The Tyranny of Kings expands readers’ understanding and picture of the world Swan has created for his characters. We learn more about the various political and regional factions that jostle for power and influence, and ultimately the ways in which the Emperor is not all-powerful. The novel took a while to get going, as the author spends time showing readers the capital and its bustling, grand and slightly chaotic nature. It’s perhaps too much time, to be honest, and the first quarter or so of the novel felt drawn out unnecessarily — I found myself a little impatient for things to get going. (There’s a reason for the gradual unrolling of the plot, so that’s not the issue — there was just a bit too much focus on painting the picture.) In the final third of the novel, the action picks up, events spiral out of control, and conspiracies are furthered and revealed. So much happens, in fact, that it started to feel a bit rushed and maybe a bit messy. Spreading out some of these events, I think, would have made for better momentum and a tighter story. There were also a few times when a mystery was so transparent that it bothered me that it was so obvious to me and the great investigator Sir Konrad couldn’t even come up with a hypothesis (not going to spoil things). The novel does set things up for a potentially epic and quite different final book, though, which helped regain my interest.

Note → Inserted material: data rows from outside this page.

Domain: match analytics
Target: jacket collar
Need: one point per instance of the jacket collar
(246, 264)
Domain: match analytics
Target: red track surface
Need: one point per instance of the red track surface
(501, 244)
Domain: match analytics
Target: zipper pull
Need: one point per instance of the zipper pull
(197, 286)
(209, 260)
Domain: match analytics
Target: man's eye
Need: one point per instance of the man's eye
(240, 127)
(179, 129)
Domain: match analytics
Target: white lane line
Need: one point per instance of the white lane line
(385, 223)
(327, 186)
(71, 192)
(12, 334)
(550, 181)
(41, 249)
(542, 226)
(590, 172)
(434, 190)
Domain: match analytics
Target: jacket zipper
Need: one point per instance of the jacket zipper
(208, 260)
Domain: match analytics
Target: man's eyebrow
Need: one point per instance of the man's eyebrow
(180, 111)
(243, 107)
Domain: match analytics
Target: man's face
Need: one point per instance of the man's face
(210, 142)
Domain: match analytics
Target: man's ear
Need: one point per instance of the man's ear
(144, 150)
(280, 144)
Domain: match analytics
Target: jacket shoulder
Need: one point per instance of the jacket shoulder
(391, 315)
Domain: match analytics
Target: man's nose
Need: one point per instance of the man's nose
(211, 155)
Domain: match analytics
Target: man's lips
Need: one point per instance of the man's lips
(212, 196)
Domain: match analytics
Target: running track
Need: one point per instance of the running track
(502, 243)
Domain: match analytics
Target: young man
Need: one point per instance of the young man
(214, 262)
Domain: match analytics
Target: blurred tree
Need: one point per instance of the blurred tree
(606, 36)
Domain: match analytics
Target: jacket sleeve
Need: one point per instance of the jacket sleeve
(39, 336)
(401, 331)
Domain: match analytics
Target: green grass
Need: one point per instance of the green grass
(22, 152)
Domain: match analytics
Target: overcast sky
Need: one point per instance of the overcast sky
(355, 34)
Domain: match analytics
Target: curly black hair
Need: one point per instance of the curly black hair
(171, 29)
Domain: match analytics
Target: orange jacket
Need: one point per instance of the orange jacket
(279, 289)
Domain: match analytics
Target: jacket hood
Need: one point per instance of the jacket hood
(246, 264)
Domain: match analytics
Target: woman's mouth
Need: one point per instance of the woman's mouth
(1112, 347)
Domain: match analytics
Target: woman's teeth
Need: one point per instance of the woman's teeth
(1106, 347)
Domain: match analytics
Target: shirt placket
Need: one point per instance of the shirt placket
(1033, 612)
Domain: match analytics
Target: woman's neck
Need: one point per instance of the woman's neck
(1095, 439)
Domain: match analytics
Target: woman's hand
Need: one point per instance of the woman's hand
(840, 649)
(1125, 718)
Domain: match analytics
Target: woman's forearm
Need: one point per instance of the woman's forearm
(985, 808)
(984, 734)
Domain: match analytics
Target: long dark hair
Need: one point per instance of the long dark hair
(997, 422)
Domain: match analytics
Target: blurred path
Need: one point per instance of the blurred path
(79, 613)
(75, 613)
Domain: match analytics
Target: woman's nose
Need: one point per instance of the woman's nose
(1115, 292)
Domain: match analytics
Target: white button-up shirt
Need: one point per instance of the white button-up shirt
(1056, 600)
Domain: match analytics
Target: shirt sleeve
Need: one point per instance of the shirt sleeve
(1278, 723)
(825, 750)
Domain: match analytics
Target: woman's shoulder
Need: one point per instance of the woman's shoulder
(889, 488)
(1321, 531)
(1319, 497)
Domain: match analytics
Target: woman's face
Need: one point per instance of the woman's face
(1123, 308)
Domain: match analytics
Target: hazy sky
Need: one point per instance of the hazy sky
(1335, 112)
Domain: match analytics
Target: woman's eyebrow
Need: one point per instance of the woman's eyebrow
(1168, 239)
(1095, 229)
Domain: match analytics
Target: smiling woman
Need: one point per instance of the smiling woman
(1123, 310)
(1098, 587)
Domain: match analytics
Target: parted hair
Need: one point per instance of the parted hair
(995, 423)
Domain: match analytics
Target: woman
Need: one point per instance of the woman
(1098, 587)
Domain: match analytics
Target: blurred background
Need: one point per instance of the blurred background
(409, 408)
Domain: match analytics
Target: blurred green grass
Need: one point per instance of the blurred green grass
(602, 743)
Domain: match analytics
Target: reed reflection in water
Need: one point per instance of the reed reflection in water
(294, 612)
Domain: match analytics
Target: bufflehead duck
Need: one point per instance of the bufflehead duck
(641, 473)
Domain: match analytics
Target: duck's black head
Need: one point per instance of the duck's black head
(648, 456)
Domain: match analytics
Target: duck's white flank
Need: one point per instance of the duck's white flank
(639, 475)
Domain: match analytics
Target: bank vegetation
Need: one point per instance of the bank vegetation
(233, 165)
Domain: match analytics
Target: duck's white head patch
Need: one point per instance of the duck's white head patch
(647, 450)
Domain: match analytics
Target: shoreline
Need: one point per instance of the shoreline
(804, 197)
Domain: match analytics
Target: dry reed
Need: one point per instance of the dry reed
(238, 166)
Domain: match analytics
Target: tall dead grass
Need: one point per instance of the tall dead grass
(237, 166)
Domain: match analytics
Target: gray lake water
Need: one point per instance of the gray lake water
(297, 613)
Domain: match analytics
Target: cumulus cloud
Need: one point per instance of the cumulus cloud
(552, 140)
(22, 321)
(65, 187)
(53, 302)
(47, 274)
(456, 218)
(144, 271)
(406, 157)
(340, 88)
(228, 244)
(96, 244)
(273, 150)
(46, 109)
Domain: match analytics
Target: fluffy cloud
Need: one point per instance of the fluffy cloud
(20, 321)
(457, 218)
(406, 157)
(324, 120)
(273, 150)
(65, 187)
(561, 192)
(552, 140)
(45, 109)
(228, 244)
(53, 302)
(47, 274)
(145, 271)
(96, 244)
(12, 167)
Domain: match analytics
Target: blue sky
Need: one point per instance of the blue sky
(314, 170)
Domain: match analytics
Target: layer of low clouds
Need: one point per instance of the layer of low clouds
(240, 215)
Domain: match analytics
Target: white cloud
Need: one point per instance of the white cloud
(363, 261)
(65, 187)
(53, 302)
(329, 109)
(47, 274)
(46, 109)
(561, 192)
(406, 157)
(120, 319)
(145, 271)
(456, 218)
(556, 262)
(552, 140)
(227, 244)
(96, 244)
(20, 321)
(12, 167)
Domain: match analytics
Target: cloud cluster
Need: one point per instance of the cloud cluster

The cast of characters Swan has created are interesting and well-rounded, for the main. There are some new additions, each of which adds well to the story and plot. In fact, there were some minor characters who felt better written than some interactions between the protagonists. Specifically, Helena and Konrad’s relationship — it felt forced, and seemed to advance far more than it perhaps should/would have since the events of The Justice of Kings. Bressinger and Sir Radomir are still great, and my favourites in the series so far. This book also adds Heinrich as another favourite newcomer. Ultimately, I’m not sure what it was that didn’t work for me quite as much as in the first novel. I hope Swan figures this out for book three.
To conclude, The Tyranny of Faith is another good instalment in the series, but one that doesn’t quite rise to the quality and impact of the first. If you enjoyed the first novel, you should absolutely pick this up, and I have no doubt that you will find plenty to enjoy — especially the expansion of the world and magic system. Middle volumes in trilogies are often the weaker in any trilogy (I think the only one that truly breaks this norm is Joe Abercrombie’s Before They Are Hanged), of course, but I think this could have been a bit tighter and more focused. Despite this qualm, I am nevertheless really looking forward to the final volume in the Empire of the Wolf trilogy.